塚原夫妻の宮川へのパワハラ認定せず…2人の職務停止処分解除 第三者委が調査報告/体操

 塚原夫妻は“無罪”-。2016年リオデジャネイロ五輪体操女子代表の宮川紗江(19)=高須クリニック=が日本協会の塚原千恵子女子強化本部長(71)と夫の塚原光男副会長(70)からパワーハラスメントを受けたと告発した問題で、日本協会は10日、パワハラに該当する事実はなかったとして塚原夫妻の一時職務停止処分を解除した。これを受けて、宮川は代理人を通して複雑な心境を吐露した。
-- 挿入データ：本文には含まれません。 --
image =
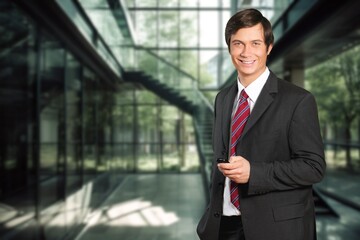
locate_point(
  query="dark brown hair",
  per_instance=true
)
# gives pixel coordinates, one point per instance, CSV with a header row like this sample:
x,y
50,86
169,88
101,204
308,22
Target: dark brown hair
x,y
248,18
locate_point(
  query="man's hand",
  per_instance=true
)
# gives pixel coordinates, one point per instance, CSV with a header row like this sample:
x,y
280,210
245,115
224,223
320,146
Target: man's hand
x,y
238,169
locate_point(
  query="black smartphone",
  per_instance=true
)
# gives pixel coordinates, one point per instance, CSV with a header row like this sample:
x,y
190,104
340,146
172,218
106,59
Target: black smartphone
x,y
222,160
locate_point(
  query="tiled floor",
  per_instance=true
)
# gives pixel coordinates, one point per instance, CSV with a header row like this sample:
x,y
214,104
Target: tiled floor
x,y
151,207
168,207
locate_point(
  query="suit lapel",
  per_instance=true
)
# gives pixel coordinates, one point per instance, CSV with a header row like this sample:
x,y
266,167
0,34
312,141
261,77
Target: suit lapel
x,y
264,100
227,111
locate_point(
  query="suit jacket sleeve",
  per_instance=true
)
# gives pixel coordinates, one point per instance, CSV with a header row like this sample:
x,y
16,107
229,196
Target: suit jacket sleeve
x,y
306,164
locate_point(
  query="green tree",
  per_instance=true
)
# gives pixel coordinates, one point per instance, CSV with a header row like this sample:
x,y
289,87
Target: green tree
x,y
336,86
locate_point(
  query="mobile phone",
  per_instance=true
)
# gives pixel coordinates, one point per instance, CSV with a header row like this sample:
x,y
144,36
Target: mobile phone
x,y
222,160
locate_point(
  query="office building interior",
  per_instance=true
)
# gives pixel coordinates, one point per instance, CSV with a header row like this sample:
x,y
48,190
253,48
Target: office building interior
x,y
107,110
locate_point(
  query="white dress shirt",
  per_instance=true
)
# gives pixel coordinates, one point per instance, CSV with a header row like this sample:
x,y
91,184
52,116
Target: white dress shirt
x,y
253,91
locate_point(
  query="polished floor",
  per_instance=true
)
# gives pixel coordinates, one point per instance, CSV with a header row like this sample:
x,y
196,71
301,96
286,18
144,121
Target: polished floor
x,y
168,207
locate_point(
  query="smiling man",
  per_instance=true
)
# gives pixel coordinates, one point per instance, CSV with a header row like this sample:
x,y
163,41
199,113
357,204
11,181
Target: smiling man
x,y
268,150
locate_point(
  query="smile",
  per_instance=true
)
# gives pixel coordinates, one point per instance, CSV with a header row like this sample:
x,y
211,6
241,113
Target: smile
x,y
247,62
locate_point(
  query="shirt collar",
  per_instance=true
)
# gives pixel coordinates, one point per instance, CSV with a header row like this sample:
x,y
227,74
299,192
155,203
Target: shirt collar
x,y
254,89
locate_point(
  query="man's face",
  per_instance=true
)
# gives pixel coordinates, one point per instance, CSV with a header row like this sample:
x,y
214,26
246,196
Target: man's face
x,y
249,53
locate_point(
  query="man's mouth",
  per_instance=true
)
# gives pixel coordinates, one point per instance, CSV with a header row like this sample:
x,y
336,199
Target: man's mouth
x,y
247,62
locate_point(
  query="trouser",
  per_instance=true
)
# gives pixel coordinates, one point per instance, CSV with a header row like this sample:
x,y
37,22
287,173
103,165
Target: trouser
x,y
231,228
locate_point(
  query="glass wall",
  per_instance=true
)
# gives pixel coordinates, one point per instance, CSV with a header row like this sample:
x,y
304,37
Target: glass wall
x,y
68,138
336,85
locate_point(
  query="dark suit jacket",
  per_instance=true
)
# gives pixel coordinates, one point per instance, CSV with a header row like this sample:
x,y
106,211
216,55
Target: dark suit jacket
x,y
283,144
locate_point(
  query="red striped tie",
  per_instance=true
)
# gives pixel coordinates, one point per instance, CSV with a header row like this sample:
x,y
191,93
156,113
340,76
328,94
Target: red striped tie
x,y
237,125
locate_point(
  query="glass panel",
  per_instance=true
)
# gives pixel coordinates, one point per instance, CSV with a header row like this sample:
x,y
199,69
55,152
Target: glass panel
x,y
209,33
89,125
171,157
188,28
208,69
147,157
17,104
146,28
52,123
168,29
73,123
147,125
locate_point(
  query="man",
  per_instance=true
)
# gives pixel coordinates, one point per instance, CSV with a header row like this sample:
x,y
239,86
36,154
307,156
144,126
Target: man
x,y
268,130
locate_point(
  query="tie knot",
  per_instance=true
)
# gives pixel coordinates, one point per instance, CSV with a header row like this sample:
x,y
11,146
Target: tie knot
x,y
244,94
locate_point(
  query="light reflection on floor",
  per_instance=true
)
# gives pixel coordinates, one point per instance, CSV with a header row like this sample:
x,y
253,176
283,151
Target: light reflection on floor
x,y
168,207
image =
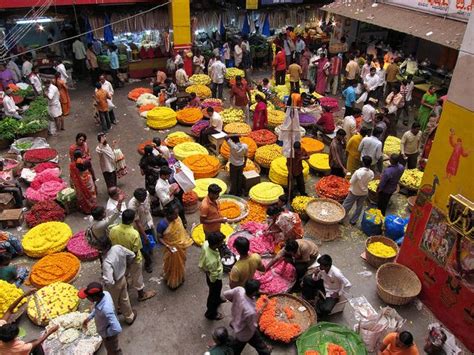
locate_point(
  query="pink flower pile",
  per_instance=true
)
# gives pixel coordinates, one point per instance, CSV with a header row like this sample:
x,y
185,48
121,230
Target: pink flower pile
x,y
280,278
78,246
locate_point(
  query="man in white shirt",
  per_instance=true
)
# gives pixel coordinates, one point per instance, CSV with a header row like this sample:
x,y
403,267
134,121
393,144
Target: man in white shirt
x,y
359,189
368,113
327,284
79,57
217,73
372,146
9,107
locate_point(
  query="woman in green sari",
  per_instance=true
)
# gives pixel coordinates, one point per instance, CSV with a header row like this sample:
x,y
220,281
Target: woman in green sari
x,y
428,101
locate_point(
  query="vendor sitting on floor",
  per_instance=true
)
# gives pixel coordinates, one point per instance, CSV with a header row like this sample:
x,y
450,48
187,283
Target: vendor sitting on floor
x,y
324,286
302,253
10,273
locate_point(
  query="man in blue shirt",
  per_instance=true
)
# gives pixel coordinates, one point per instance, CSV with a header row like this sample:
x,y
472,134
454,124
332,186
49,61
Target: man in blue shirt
x,y
106,320
350,98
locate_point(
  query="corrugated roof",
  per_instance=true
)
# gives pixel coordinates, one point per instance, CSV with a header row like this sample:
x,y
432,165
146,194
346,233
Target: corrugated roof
x,y
432,28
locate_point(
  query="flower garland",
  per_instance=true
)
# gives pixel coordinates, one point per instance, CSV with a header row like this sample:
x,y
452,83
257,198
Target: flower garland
x,y
252,147
46,238
52,301
55,267
203,166
79,246
44,211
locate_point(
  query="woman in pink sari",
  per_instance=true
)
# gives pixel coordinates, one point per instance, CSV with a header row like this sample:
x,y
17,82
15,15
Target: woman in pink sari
x,y
81,180
322,74
260,118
 宮川側と塚原夫妻の“対立”が再燃しそうな雲行きだ。日本協会はこの日夜、東京都内で臨時理事会を開き、問題を調査した第三者委員会の報告書を承認。塚原夫妻の言動に不適切な点があったとしつつ、パワハラとは認定しなかった。

 「信じられない。何でこんな結論が出たんだろう」。宮川の代理人は、パワハラが認められなかったことについて宮川がこう漏らしていたことを明らかにした。
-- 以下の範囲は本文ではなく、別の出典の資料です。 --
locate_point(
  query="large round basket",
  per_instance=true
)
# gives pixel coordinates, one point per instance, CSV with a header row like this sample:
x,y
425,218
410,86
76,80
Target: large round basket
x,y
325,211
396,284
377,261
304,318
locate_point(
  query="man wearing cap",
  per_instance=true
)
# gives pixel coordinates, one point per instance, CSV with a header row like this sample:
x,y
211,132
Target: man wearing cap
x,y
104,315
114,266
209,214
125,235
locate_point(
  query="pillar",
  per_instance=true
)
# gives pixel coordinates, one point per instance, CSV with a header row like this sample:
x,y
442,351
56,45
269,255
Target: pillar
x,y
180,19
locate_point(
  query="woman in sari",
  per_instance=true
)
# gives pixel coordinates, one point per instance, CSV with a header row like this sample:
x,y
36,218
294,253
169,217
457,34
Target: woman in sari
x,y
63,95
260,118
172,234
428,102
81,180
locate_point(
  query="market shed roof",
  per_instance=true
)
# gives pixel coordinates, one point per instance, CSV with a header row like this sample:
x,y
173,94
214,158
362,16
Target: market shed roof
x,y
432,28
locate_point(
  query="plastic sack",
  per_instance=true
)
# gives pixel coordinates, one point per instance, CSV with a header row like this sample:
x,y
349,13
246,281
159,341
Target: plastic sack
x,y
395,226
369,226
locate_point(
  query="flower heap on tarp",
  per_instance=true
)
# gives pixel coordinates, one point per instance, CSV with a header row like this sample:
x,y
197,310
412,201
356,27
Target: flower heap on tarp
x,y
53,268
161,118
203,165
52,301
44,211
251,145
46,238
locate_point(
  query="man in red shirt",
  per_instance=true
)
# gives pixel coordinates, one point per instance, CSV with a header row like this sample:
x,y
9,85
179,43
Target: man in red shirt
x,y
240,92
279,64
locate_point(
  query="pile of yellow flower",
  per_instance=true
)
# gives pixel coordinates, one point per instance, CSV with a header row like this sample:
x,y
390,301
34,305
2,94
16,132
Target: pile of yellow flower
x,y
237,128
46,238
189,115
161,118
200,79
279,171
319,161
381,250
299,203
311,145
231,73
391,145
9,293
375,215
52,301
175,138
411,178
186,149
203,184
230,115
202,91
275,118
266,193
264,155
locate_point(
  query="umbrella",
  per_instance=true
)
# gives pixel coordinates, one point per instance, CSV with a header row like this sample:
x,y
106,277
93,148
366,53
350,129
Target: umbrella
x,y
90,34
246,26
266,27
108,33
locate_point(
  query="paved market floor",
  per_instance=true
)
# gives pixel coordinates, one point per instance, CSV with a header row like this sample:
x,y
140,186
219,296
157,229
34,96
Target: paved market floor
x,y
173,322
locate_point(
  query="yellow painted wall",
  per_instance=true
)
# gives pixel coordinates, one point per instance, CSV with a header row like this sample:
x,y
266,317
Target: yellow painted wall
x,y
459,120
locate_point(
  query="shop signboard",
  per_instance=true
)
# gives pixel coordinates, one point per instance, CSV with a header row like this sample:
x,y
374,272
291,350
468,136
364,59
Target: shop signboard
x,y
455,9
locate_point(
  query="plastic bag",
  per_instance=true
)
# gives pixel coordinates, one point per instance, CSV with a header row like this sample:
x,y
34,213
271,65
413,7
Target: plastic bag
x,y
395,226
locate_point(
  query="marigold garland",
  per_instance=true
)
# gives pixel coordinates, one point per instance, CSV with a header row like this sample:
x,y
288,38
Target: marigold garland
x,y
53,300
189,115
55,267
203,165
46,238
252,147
 宮川は8月に会見を開き、速見佑斗コーチ(35)の暴力指導の問題に端を発して塚原夫妻から高圧的な態度を取られたと告発した。塚原夫妻は主張の一部を否定したが、調査の結論が出るまで一時職務停止とされていた。

 この日公表された第三者委の報告書では、速見氏の指導継続を希望する宮川と家族に対して千恵子本部長が「宗教みたい」と発言したことなど「配慮に欠け不適切な点が多々あった」と断じたが、パワハラとは認定しなかった。
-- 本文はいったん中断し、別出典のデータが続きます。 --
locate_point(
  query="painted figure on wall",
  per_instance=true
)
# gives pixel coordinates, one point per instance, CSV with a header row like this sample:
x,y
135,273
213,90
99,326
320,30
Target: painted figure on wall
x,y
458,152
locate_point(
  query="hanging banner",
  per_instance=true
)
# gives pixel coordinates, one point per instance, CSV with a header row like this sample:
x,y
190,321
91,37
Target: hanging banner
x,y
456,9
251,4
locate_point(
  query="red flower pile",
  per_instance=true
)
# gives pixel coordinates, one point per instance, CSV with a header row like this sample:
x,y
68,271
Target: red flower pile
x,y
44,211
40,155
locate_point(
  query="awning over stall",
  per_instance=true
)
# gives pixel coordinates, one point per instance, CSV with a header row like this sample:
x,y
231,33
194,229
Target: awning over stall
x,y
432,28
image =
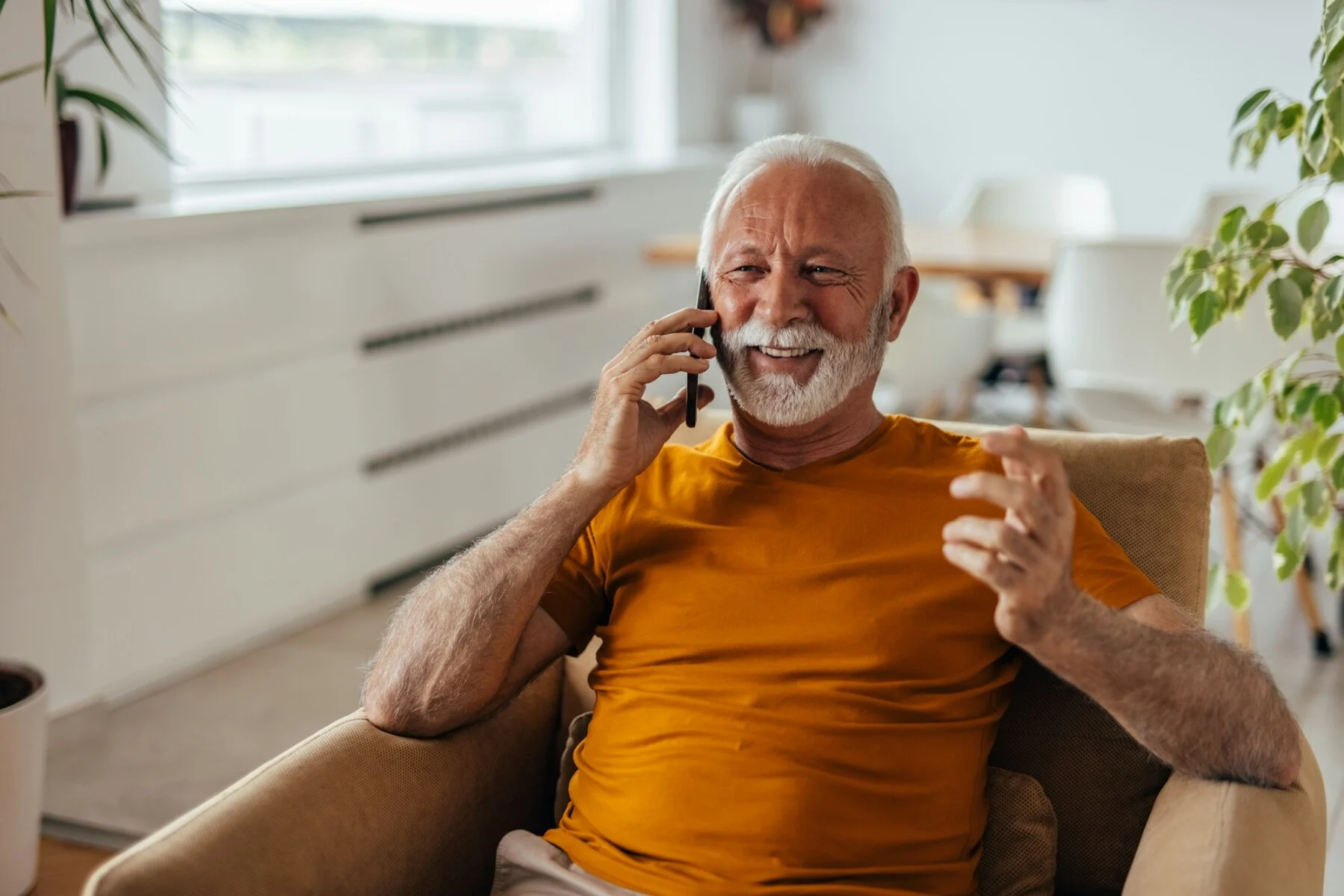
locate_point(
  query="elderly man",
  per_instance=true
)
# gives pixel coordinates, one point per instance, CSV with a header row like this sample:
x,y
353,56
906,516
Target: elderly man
x,y
808,620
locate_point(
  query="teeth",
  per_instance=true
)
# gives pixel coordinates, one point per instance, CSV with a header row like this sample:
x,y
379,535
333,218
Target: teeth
x,y
782,352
 理事会後に会見した協会の山本宜史専務理事は「パワハラではないけれども、それに準ずるようなことがあった。協会としても改善しないといけない」と説明した。

 協会によると、光男副会長は理事会に出席して「お騒がせし、体操界の名誉を傷つけた」と謝罪したという。千恵子本部長について山本氏は「コメントを出して(現場に)復帰してもらう。真摯に受け止めることが前提」とした。第三者委は会見を開かなかった。

 協会は、第三者委から提言されたコンプライアンス(法令順守)の確立などを検討する「提言事項検討委員会」と、一連の騒動の問題点を検証する「特別調査委員会」の設置も決めた。

 代理人を通して協会の判断に“不満”を漏らした宮川はツイッターで「色々と複雑な心境」があると本音を吐露。今月から徳洲会体操クラブで練習できるようになったと明かし、「感謝してこれから頑張っていきたい」とつづった。